# Outlier Detection: From IQR and Z-scores to K-means distance

**Goal:** learn quick, explainable methods to flag outliers, and a clustering-based approach for messy cases.

## 1. What’s an Outlier?
- A data point that is implausible given the bulk of the distribution or business rules.
- Treat "outlier" as a *hypothesis* to investigate, not a truth.

## 2. Visual First
- Box plots and histograms to see tails
- Scatter to check suspicious clusters or isolated points

> Exercise: plot hist + box for 2–3 columns, and mark the suspected outliers.

## 3. IQR Rule (distribution-agnostic)
- Compute Q1, Q3, IQR = Q3 - Q1
- Fence: `[Q1 - 1.5*IQR, Q3 + 1.5*IQR]` (tune 1.5 ↔ 3 for stricter/looser)
- Flag values outside the fence

**Pros:** robust to skew. **Cons:** univariate only unless applied per feature.

## 4. Z-score (parametric)
- `z = (x - mean)/std` and flag `|z| > k` (common k = 3)

**Pros:** simple, good when normal-ish. **Cons:** sensitive to outliers affecting mean/std.

## 5. Robust Z via Median and MAD
- `mad = median(|x - median(x)|)` and `z_robust = 0.6745*(x - median)/mad`
- Flag `|z_robust| > k` (k ≈ 3.5 common)

**Pros:** resilient to heavy tails. **Cons:** like IQR, typically univariate.

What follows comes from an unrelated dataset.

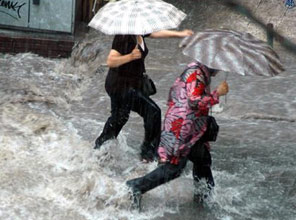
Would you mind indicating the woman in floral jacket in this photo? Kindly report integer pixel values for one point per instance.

## 6. Multivariate Angle: K-means Distance
- Fit K-means, compute distance of each point to its assigned centroid
- Points with distances in the extreme tail are candidates
- Choose K via the elbow method on SSE (sum of squared errors)

> Exercise: run K across a range, plot SSE vs K, pick elbow; then flag top 1% farthest points.

## 7. Practical Playbook
- Start univariate (IQR/robust-z) to catch obvious issues
- Move to multivariate (distance in embedding space, clustering) when needed
- Always review a sample of flagged points; never auto-drop without context
- After cleaning, re-check distribution and downstream metrics (training stability, convergence)

## 8. Reporting
- Summarize: how many flagged, by which rule, percent of data removed/edited
- Keep a reversible log of changes (row ids, old value → new value, reason)

**Takeaways**
- Use simple, explainable rules first.
- Robust methods reduce false alarms when data are skewed.
- Clustering distances align well with messy, multi-feature data.